Am Montagnachmittag kam mit den Ergebnissen der Laboruntersuchungen dann aber die große Enttäuschung. Denn den Testresultaten zufolge sind die ersten 23 in Bienenbüttel gezogenen Sprossenproben EHEC-frei. Eine völlige Rehabilitierung der Sprosse bedeutet das laut den zuständigen Behörden allerdings noch nicht. Die Untersuchungen seien noch nicht abgeschlossen, erklärte ein Sprecher des Landwirtschaftsministerium in Hannover. Und in der Regel verteilen sich die Erreger, die deutschlandweit mittlerweile schon 21 Tote gefordert haben, nicht gleichmäßig auf die einzelnen Produkte eines Betriebes. Den entscheidenden Hinweis könnte nun möglicherweise der Kühlschrankinhalt eines Hamburger EHEC-Patienten liefern. Der mittlerweile wieder genesene 42-Jährige hatte nach seiner Rückkehr aus dem Spital eine mehrere Wochen alte Packung mit Sprossengemüse bei seinen Vorräten entdeckt.

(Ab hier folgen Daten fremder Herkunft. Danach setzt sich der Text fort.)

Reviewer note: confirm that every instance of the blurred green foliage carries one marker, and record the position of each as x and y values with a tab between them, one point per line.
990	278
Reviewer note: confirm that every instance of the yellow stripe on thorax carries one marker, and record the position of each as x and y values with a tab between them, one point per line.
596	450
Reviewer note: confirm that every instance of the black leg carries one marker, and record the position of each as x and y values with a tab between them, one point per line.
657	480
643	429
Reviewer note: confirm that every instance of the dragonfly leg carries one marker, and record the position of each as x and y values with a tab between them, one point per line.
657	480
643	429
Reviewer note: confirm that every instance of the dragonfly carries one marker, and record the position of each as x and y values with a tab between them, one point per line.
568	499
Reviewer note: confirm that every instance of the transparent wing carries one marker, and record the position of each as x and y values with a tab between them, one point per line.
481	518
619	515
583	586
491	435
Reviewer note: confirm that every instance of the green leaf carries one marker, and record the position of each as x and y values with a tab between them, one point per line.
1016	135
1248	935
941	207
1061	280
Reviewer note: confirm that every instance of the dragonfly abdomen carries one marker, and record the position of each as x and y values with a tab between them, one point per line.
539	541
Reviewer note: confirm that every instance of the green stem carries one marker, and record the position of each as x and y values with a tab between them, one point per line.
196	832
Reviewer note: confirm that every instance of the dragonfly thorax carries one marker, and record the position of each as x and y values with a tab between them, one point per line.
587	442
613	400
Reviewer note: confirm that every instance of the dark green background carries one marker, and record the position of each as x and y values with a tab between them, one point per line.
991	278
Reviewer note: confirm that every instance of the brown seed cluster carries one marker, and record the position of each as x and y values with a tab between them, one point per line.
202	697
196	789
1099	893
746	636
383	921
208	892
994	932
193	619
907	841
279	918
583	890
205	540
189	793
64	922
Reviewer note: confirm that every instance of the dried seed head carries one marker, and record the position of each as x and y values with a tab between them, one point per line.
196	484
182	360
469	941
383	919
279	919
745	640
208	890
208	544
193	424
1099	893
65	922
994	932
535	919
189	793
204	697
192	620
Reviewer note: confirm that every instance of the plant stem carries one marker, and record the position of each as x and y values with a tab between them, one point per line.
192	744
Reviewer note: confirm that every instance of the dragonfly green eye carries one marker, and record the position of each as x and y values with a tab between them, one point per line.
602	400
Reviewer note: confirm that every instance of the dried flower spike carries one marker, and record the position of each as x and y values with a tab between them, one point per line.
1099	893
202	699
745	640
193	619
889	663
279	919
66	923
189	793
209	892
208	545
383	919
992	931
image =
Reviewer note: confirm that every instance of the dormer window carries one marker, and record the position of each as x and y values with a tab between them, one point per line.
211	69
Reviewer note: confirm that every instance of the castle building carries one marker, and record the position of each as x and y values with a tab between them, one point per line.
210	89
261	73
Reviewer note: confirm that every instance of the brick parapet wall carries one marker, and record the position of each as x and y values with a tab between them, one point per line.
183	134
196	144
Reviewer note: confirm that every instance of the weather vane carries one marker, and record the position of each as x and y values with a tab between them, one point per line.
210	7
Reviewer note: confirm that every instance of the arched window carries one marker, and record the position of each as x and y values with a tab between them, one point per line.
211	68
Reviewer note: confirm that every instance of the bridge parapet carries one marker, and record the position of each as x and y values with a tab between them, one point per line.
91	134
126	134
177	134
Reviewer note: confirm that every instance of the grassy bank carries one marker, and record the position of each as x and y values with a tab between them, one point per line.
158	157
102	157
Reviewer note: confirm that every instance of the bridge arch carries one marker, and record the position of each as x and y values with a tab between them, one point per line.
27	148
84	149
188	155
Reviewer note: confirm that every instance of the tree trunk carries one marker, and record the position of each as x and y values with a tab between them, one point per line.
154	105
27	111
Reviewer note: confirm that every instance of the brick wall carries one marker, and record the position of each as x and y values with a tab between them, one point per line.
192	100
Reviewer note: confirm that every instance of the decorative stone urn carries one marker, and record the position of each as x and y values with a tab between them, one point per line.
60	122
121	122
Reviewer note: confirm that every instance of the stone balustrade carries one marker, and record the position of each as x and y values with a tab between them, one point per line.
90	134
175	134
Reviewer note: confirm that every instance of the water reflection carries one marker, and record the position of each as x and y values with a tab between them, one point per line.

Die aus Bienenbüttel stammende "Milde Mischung" war besonders stark unter Verdacht geraten, weil sie mit mehreren Ausbruchsorten in Verbindung gebracht werden konnte. "Wenn im April EHEC-Keime in der Packung waren, dann sind sie immer noch drin", sagte die Leiterin der Lebensmittelüberwachung im Bezirksamt Eimsbüttel, Marianne Pfeil-Warnke. Wann die ersten entsprechenden Untersuchungsergebnisse vorliegen könnten, war allerdings unklar.
Nur Saatgut und Wasser
Der Geschäftsführer des seit Sonntag gesperrten Hofes Bienenbüttel, Klaus Verbeck, kann sich auf all die Vorwürfe hingegen keinen Reim machen. Die Salatsprossen wüchsen nur aus Saatgut und Wasser und würden überhaupt nicht gedüngt, sagt er gegenüber der "Neuen Osnabrücker Zeitung". Auch in anderen Geschäftsbereichen des Hofes werde kein tierischer Dünger verwendet.
Auf die Spur des Betriebs war man vor allem über die Vertriebswege gekommen. Der Hof züchtet Sprossen, die er in Mischungen und einzeln an Reformhäuser und Großhändler, aber auch an einige Einzelkunden vertreibt, die diese auf Wochenmärkten in verschiedenen deutschen Städten verkaufen.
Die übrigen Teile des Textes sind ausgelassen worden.